<プロの写真家でないからこそ良い写真を撮りやすい――。そんなことを痛感させるマシュー・ワイリーの作品の特徴とは>
80年代、好きだったある関西の写真家が、アマチュアのほうがある意味では良い写真を撮りやすい、少なくともその私的な世界にのめり込むことができる、と嘆いていたことがあった。
しばしばそれを痛感させられる。今回紹介するのは、そんなノン・プロフェッショナルな写真家だ。カナダのトロントで文学と哲学を教えている、37歳のマシュー・ワイリーである。
彼の作品は、強烈な光と陰のコントラストを重視した白黒写真、あるいはフレームの中で色彩をシュールに計算したカラー写真が特徴だ。一見すると、ここ数年の流行りのパターンを踏襲しているだけにも見える。実際、彼に影響を与えた写真家は、ソール・ライターやレイ・メツカー、森山大道、あるいは、インスタグラムで光と陰の魅力を十二分に引き出して作品を発表し続けている著名な写真家たちだ。

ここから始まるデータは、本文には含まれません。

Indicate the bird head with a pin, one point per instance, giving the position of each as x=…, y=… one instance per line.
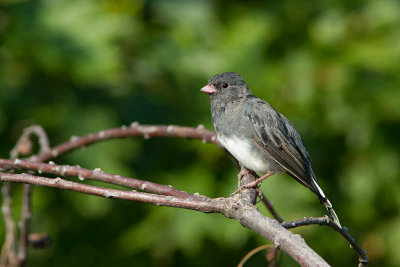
x=229, y=85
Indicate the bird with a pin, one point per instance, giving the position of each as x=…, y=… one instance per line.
x=261, y=139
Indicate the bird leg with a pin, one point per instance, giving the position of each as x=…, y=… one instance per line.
x=256, y=182
x=241, y=174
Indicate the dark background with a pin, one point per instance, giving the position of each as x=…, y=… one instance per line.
x=332, y=67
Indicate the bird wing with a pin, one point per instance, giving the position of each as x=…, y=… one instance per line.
x=278, y=138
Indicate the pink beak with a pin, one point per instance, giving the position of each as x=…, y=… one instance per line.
x=209, y=89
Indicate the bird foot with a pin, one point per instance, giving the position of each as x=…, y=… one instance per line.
x=253, y=184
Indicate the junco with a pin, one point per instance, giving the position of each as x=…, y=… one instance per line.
x=259, y=137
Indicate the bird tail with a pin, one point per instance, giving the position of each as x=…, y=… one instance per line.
x=330, y=209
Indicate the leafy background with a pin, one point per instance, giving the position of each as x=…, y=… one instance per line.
x=332, y=67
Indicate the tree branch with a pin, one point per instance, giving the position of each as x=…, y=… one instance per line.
x=135, y=130
x=239, y=207
x=96, y=174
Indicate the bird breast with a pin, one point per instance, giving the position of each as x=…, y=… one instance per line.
x=249, y=155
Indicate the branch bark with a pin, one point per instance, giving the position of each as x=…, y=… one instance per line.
x=239, y=207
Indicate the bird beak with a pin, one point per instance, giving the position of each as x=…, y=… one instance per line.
x=209, y=89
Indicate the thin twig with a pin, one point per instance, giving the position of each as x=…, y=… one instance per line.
x=188, y=203
x=362, y=255
x=135, y=130
x=270, y=206
x=8, y=251
x=96, y=174
x=24, y=147
x=239, y=207
x=252, y=252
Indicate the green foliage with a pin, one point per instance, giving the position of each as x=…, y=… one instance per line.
x=81, y=66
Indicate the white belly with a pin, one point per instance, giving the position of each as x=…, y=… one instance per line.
x=252, y=159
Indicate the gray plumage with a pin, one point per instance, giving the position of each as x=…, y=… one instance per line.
x=258, y=136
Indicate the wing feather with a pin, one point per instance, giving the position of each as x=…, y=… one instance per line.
x=279, y=139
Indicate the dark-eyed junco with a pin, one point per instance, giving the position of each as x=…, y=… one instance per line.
x=258, y=136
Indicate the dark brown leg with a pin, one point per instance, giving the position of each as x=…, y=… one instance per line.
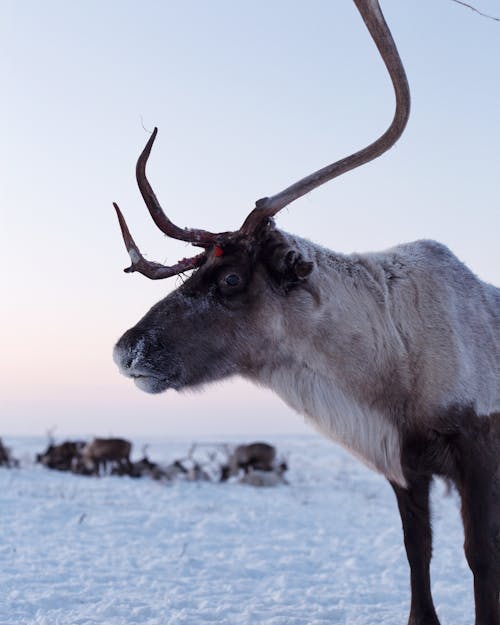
x=413, y=504
x=479, y=485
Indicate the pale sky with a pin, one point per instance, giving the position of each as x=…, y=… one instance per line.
x=248, y=97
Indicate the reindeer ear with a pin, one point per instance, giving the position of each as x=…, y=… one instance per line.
x=285, y=263
x=296, y=266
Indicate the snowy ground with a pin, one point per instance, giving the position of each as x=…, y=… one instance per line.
x=116, y=551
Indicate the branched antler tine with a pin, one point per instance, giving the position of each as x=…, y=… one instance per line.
x=372, y=15
x=152, y=270
x=200, y=238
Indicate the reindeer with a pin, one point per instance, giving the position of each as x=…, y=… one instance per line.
x=256, y=456
x=397, y=357
x=100, y=451
x=62, y=457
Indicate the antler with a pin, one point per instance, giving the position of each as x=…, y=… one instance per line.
x=268, y=207
x=152, y=270
x=377, y=26
x=201, y=238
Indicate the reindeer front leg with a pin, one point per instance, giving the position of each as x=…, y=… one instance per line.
x=478, y=482
x=413, y=504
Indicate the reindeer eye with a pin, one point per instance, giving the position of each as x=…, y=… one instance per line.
x=232, y=279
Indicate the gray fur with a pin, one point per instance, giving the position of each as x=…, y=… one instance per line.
x=366, y=346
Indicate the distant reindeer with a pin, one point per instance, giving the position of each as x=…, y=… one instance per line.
x=395, y=355
x=256, y=456
x=61, y=457
x=100, y=451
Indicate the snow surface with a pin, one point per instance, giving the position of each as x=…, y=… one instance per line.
x=325, y=549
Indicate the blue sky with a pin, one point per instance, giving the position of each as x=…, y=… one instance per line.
x=248, y=97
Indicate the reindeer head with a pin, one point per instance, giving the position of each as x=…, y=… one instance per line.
x=252, y=288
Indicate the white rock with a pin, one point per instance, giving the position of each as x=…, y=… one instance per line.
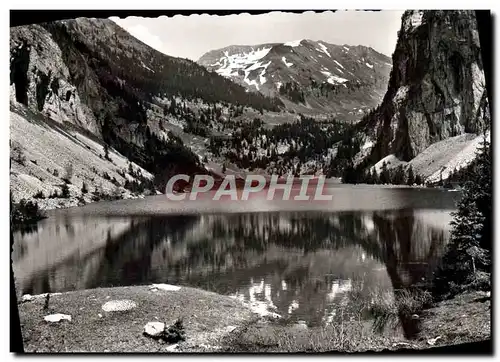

【参考記事】シャッターを切るまでに「半年~1年」と学者のように語った
だが、形だけ真似をしたポスト・プロダクションの写真ではない。ワイリーの作品プロセスは、iPhoneもしくはリコー「GR II」を使い、Hipstamatic のアプリを多用しているが、大半は撮影前にセットしたそのアプリのデジタル・フィルムとレンズのコンボによって撮影したものだ。
かつてフィルムの時代、プラスティックレンズのホルガ・カメラやポラロイドの持ち味を全面に押し出した作品が流行したことがあったが、それと基本的には同じ論理だ。ちなみに彼が本格的に写真を撮り出すようになったのはiPhone 4Sを使い始めてからだというが、それまでにしばしば使っていたカメラはポラロイドだった。